1/ 1992 : la décentralisation et le transfert de la compétence économique

Les discours des élus et des agents de la communauté urbaine sur la « gouvernance », entendent rendre compte d’une réalité et se veulent aussi, paradoxalement, programmatiques. Ils s’intègrent dans l’histoire de la communauté urbaine telle qu’elle est construite en interne. Cette histoire de la transformation progressive d’un centre urbain en une « métropole » souligne trois périodes d’intégration politique progressive. Celle-ci se caractériserait par l’extension des domaines pris en charge par la structure intercommunale et, parallèlement, par une évolution de ses modes d’action, notamment de ses relations avec les autres institutions et acteurs locaux :

‘« […] la communauté urbaine, quand elle est créée [en] 1966, avait pour but de créer une intercommunalité de gestion, de simple rationalisation des dépenses des communes […] autour de missions de prestation de services à la population […] : l’eau, la propreté, la voirie, etc.[…] Puis il y a eu un changement qui s’est instauré avec les lois de décentralisation en 1982/1985 : la période Deferre. Là, on est passé à une notion de compétence territoriale […] qui disait : ben, finalement, le territoire il faut le structurer […]. On est passé à un début de ce que je qualifierais d’intercommunalité […] de planification. […] C’est là qu’on a eu les premiers plans d’occupation des sols. […] C’est ce qui a donné naissance, à ce moment-là, aux services de l’urbanisme. [Puis] la loi ATR de 1992 [a donné] aux structures intercommunales […] une place dans la façon de […] proposer une action qui venait suppléer un petit peu l’absence d’action de l’État du fait de la décentralisation. Dans cette logique-là s’est inscrite la compétence de développement économique […]. Toutes ces lois me font dire qu’on est passé progressivement à une logique d’intercommunalité on va dire de…, de… gouvernance ! […] On ne se pose plus la question de soi par rapport aux autres ou contre les autres, mais de soi avec les autres : qu’est-ce qu’on fait avec les autres ? [Cela] pose la question d’un territoire central : la communauté urbaine de Lyon par rapport à des territoires périphériques […] » 559 .’

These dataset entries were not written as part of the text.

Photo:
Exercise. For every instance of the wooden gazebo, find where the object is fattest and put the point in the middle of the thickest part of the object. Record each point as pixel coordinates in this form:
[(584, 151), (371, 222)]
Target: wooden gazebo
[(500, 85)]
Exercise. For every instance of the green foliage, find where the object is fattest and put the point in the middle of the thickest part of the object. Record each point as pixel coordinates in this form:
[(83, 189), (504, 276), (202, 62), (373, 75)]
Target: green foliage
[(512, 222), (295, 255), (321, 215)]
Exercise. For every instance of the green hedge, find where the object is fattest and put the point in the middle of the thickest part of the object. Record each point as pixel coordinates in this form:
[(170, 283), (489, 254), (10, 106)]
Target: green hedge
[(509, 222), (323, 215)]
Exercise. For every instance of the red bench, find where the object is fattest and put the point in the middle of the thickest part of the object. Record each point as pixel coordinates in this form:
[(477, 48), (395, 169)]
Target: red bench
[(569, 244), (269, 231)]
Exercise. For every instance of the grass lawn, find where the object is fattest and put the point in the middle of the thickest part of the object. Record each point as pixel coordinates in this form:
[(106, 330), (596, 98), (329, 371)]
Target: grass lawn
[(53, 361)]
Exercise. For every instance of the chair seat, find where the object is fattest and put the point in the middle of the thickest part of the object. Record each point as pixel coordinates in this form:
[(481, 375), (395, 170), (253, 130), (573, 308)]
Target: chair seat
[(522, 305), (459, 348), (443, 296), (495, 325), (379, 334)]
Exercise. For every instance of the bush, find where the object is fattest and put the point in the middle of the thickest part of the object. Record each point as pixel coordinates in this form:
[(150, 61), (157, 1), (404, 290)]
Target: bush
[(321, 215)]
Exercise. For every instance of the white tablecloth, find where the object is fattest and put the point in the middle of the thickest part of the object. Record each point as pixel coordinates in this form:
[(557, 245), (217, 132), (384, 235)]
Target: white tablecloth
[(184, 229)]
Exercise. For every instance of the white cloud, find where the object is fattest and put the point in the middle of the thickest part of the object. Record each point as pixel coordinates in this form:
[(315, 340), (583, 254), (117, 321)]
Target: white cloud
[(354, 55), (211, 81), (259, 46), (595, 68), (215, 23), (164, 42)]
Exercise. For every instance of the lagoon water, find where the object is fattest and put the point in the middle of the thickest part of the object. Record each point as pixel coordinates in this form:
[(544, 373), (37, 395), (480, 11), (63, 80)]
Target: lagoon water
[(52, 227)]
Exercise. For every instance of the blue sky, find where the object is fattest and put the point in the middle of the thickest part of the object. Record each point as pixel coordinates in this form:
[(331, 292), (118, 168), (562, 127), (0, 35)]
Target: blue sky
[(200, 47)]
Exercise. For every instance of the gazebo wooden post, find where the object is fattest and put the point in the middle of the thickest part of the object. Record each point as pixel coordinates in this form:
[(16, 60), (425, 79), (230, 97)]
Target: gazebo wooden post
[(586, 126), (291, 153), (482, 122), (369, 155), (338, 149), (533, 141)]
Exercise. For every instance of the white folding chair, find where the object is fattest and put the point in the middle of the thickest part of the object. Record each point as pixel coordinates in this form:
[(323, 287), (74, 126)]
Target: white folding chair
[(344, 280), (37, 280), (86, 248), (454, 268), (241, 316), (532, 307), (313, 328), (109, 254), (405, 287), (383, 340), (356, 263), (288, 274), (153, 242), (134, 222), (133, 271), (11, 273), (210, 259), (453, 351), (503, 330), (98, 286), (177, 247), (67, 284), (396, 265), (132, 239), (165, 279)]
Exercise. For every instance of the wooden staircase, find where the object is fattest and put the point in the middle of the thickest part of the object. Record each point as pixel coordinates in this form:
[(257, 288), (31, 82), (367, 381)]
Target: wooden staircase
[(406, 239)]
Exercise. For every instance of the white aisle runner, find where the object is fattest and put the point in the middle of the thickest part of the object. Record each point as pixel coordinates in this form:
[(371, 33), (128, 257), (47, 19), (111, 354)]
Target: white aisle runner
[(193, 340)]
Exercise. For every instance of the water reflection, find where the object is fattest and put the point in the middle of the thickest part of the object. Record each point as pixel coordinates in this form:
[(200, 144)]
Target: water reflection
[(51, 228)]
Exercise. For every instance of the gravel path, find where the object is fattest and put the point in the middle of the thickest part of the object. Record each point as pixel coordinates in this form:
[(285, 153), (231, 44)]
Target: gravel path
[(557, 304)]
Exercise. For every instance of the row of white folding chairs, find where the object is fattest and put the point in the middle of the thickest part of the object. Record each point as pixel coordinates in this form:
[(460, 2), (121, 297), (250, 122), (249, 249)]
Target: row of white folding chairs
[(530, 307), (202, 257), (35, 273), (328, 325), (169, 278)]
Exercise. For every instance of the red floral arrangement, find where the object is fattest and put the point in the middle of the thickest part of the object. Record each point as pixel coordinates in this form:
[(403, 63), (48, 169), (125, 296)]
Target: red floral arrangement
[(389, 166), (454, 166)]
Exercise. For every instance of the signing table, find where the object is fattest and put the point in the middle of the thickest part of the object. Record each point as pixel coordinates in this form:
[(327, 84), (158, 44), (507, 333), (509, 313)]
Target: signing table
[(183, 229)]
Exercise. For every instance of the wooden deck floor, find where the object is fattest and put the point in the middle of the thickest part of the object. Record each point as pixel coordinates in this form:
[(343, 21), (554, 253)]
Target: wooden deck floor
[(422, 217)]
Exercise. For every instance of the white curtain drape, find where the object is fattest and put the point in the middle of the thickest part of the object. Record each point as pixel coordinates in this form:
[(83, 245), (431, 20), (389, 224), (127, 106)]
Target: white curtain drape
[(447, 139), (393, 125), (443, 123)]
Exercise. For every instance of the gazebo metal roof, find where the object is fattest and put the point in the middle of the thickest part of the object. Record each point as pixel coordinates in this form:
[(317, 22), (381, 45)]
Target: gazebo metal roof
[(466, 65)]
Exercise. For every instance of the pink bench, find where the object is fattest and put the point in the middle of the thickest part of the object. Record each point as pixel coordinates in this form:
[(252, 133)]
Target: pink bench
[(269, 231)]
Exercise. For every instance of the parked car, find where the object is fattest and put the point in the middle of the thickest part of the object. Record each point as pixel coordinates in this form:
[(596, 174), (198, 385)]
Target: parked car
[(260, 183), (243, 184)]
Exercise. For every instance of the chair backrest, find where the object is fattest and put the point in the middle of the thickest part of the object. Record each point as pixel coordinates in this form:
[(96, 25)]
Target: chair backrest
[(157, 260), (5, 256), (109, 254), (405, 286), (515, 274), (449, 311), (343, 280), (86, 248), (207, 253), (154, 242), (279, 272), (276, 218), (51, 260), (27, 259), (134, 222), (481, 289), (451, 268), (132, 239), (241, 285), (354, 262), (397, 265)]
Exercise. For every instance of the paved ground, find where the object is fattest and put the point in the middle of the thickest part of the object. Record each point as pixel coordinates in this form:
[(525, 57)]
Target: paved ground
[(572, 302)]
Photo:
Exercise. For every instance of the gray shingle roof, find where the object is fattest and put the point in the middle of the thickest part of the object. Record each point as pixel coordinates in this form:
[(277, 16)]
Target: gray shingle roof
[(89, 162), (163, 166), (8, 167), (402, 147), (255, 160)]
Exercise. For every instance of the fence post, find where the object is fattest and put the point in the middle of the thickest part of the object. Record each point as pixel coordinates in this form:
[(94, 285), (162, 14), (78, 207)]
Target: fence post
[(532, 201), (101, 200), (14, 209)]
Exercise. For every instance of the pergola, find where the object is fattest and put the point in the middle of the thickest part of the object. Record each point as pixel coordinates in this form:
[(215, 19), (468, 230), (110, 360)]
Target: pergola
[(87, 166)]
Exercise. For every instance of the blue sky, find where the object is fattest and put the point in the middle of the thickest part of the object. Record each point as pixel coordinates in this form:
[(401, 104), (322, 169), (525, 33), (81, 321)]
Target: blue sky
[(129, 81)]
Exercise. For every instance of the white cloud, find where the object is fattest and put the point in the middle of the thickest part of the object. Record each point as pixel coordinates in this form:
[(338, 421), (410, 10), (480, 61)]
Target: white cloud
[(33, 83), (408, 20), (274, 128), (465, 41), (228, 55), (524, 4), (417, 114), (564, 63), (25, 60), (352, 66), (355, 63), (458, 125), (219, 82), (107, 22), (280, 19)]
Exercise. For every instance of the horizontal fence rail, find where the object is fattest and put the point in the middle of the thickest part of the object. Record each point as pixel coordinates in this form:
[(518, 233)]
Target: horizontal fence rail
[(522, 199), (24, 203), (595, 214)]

Ces « trois âges » ou ces « trois strates » 560 de la communauté urbaine font de cette structure une institution locale dotée d’une histoire mettant en scène sa grande capacité d’innovation, notamment en termes de modes d’action. Pour dessiner ces « trois âges », élus et agents se réfèrent d’abord aux réformes législatives opérées par l’État censées être les marqueurs de cette évolution. Une plongée dans les archives de la communauté urbaine permet pourtant de nuancer ce rôle réformateur attribué à l’État. Élus et agents de la communauté urbaine font également référence, en ce qui concerne le dernier « âge » de la communauté urbaine, au contexte de concurrence croissante entre institutions et acteurs locaux. Le croisement de sources archivistiques et orales permet alors de saisir un nouvel élément important du travail de construction, par les acteurs locaux, de discours sur la « gouvernance ». Précisément fondés sur le constat d’une concurrence entre institutions et acteurs locaux présentée comme une contrainte forte de toute forme d’action publique locale, ces discours doivent permettre de légitimer les interventions de la communauté urbaine dans les politiques locales en soulignant qu’il existe un mode de gouvernement spécifique de la « métropole » typiquement intercommunal, novateur mais aussi rationnel et efficace. Le recours à cette thématique de la « gouvernance » dans le domaine économique s’opère alors grâce à la constitution d’une expertise économique intercommunale sur la base de la mobilisation d’experts « scientifiques », « techniques » puis « expérimentés ».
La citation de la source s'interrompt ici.